After a great meal, the next day my father and I went exploring around Shaoxing. The famous author Lu Xun has his ancestral home near the City core so we went there and shared  plate of famous Shaoxing dishes, some referenced in Lu Xun’s work. Shaoxing food is known for it’s liberal use of Shaoxing Yellow wine. It is one of my favourite cooking ingredients – although sadly the ones found in your local Asian grocer bear very little resemblance to the real thing. Shaoxing also has some of the best fermented vegetables and fresh green tea leaves I have ever had in my very biased opinion.

I remember being happy – having convinced my father to make this trip and learning more about him and history that I had spent 24 years of my life entirely oblivious to.

Qiu Jin

This woman needs no introduction. She is one of China’s first feminist heroes, considered China’s ‘Joan of Arc.’ Without butchering the importance of her life story (which the New York times partially covers in their Overlooked series here), she was important as she fought against the patriarchal imperialist society of the time and her own arranged marriage where her spouse subjugated her to a house wife role. She ended up cutting her hair, dressing like a man, and going to Japan to study and eventually became a revolutionary martyr. In coming back and trying to organize she ended up back in her ancestral home town of Shaoxing. She was eventually murdered (beheaded) by the Qing troops who caught up with her in Shaoxing.

Some in the west are familiar with the following stanza of her famous poem written as she was facing death:

“Autumn wind, autumn rain, fill one’s heart with melancholy.”

I want to share another poem of hers called Mistake (失题) where she drops deep metaphors of war, and the failures of masculinity. She writes in traditional five character stanzas where are deep and beyond my level of Mandarin comprehension but I’m slowly working through. Her work is truly something else.

失题
登天骑白龙,走山跨猛虎。
叱咤风云生,精神四飞舞。
大人处世当与神物游,
顾彼豚犬诸儿安足伍!
不见项羽酣呼钜鹿战,
刘秀雷震昆阳鼓,
年约二十余,而能兴汉楚;
杀人莫敢当,万世钦英武。
愧我年二七,于世尚无补。
空负时局忧,无策驱胡虏。
所幸在风尘,志气终不腐。
每闻鼓鼙声,心思辄震怒。
其奈势力孤,群才不为助。
因之泛东海,冀得壮士辅。

 

Other than hometown, you might be wondering what my own story has to do with Qiu Jin other than the shared hometown. That is where my great-grandfather comes in and plays an interesting (and very complicated role).

My Great-Grandfather’s Parable to a Grandson He Never Met

I’ve never met my great grandfather.

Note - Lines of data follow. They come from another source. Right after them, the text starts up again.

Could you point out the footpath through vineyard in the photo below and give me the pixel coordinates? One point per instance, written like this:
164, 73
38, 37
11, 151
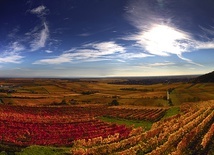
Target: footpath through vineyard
189, 133
79, 129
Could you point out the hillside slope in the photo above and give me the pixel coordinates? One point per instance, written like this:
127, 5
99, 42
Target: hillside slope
209, 77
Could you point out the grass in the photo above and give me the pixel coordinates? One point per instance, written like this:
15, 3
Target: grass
145, 124
171, 112
42, 150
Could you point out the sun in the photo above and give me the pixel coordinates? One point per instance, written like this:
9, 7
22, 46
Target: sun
163, 40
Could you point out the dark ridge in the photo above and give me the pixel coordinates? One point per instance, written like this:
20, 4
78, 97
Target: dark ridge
209, 77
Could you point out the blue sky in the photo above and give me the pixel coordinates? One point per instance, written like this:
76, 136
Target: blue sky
104, 38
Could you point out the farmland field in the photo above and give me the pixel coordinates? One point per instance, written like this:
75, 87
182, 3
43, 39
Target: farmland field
80, 116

In fact, I only have met my own grandfather twice (once on a longer extended trip) before he passed. He had my father when he was quite old (sadly, I only realized this about two weeks back when I was doing the math based on the family tree).

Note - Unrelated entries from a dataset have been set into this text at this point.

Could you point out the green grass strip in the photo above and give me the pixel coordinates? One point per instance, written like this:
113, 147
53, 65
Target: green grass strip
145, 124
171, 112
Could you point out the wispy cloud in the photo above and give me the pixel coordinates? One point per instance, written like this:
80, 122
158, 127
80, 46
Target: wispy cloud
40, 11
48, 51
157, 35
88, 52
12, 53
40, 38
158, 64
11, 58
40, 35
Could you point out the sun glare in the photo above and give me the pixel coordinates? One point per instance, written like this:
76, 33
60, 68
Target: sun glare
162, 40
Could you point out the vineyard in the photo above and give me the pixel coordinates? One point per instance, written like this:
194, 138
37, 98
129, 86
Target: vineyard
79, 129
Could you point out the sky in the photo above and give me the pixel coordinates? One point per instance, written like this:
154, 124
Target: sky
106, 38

My grandfather was a teacher and educator and wrote about language retention techniques (if I am not mistaken). Some of his textbooks written in the 1980s are still for sale in China., online today. Apparently he left Shaoxing and Taoyanzhen when he was 12 years old for Shanghai.

His father, my great-grandfather, was a man named Tao Yun 云 (Chinese word for ‘cloud.’) He also had two other names Lusheng 鹿笙 (Chinese word for ‘deer’) and the nickname 梦 (Chinese word for ‘dream’). I definitely got the ‘clouds’ and the ‘dream’ portion passed on to me (not so sure about the deer).

All of this was captured in Master Tao’s family tree book which I mentioned I had a digital copy of, but here is the excerpt for my great-grandfather (29th generation). We’re 31st and my future kids hopefully 32nd.

On that first trip to my ancestral hometown, Master Tao told my father that his grandfather Lusheng Tao (he called him), was quite a renowned teacher/mentor. He would teach several youth/teenagers/adolescents to read and write, the classics, and became their mentor. It appears he was a bit of a ‘behind the scenes’ guy, wasn’t considered famous but yet he was well-known in the community.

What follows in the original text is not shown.